Już wiele razy robiłam te ciasteczka. Jeszcze nie trafiłam na osobę, której by nie smakowały. Upiekłam je nawet na wigilię klasową i to była jedyna rzecz, która została zjedzona w całości, mimo że inni przynieśli masę różnych ciast, ciasteczek czy sałatek.

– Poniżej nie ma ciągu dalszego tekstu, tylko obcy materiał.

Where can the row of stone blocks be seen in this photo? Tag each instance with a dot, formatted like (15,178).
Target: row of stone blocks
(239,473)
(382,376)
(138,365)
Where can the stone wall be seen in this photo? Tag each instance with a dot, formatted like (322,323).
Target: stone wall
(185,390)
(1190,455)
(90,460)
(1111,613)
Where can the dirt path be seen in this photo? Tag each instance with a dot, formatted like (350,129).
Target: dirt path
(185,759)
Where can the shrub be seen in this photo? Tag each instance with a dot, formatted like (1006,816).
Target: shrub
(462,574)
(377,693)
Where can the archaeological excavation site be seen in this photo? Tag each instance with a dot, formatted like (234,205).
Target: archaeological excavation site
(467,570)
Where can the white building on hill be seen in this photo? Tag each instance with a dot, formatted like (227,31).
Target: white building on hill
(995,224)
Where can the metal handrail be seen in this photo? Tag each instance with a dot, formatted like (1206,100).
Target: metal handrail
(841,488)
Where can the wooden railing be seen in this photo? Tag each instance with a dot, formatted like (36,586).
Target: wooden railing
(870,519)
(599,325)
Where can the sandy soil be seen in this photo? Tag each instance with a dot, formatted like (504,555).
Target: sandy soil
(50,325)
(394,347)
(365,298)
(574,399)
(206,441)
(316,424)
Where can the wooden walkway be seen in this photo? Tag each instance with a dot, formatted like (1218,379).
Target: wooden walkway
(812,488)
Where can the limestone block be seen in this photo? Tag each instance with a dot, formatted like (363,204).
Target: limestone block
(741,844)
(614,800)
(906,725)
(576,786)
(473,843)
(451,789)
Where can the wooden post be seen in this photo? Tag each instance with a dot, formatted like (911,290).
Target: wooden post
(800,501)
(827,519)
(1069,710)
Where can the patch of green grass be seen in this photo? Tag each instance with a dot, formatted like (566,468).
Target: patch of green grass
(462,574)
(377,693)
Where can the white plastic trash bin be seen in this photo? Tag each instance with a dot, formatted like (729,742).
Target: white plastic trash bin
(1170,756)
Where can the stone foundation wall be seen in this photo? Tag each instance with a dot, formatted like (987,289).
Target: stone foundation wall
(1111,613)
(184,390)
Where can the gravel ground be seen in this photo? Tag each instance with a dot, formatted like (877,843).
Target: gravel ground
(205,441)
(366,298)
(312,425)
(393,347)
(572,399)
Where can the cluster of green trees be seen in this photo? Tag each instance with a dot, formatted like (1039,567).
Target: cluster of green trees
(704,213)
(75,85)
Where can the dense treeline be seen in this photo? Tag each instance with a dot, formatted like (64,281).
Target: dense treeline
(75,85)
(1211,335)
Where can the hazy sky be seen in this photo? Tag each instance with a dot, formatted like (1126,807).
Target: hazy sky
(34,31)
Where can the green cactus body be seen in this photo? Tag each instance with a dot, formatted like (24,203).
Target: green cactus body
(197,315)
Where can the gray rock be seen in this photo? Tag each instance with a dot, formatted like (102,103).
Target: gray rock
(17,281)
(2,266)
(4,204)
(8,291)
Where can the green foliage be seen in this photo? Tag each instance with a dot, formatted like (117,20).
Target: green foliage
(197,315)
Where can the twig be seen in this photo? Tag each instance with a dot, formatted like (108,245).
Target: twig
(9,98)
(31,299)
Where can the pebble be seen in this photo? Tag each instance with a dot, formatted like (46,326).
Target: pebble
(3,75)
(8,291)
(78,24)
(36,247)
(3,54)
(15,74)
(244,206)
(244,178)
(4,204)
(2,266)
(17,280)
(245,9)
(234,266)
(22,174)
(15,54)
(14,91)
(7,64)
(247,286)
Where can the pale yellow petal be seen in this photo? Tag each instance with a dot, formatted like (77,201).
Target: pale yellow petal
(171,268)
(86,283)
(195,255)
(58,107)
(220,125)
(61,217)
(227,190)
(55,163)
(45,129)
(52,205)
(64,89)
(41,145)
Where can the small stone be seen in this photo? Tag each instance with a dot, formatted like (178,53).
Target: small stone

I pomyśleć, że moje kokosanki nie zawierają nawet ani grama cukru czy mąki!
Składniki:
- 4 jajka
- 180g ksylitolu (ok. 3/4 szklanki)
- 360g wiórków kokosowych (ok. 4 szklanki)
Przygotowanie:
- Oddzielić białka od żółtek.
- Ubić białka na sztywną pianę dodając ksylitol (można go wcześniej zmielić, chociaż ja osobiście tego nie robię, bo najzwyczajniej w świecie mi się nie chce, a w smaku ciasteczek różnicy nie czuję).
- Do ubitych białek stopniowo dodawać żółtka.
- Do powstałej masy wsypać wiórki kokosowe i wymieszać.
- Lepić kulki (można też np. zrobić płaskie ciasteczka) i układać na blasze wyłożonej papierem do pieczenia.
- Piec 12-15 minut w 180 stopniach.
- Po upieczeniu radzę zostawić je na jakąś godzinkę, ponieważ po wyjęciu z piekarnika łatwo się kruszą i rozpadają.
Mnie osobiście te ciasteczka najbardziej smakują na następny dzień po upieczeniu, ale rzadko kiedy mają okazję do tego czasu przetrwać :) Smacznego!
Bardzo smaczne ciasteczka, uwielbiam kokos.Wyszly mi jednak trochę płaskie i następnym razem dodam więcej kokosu.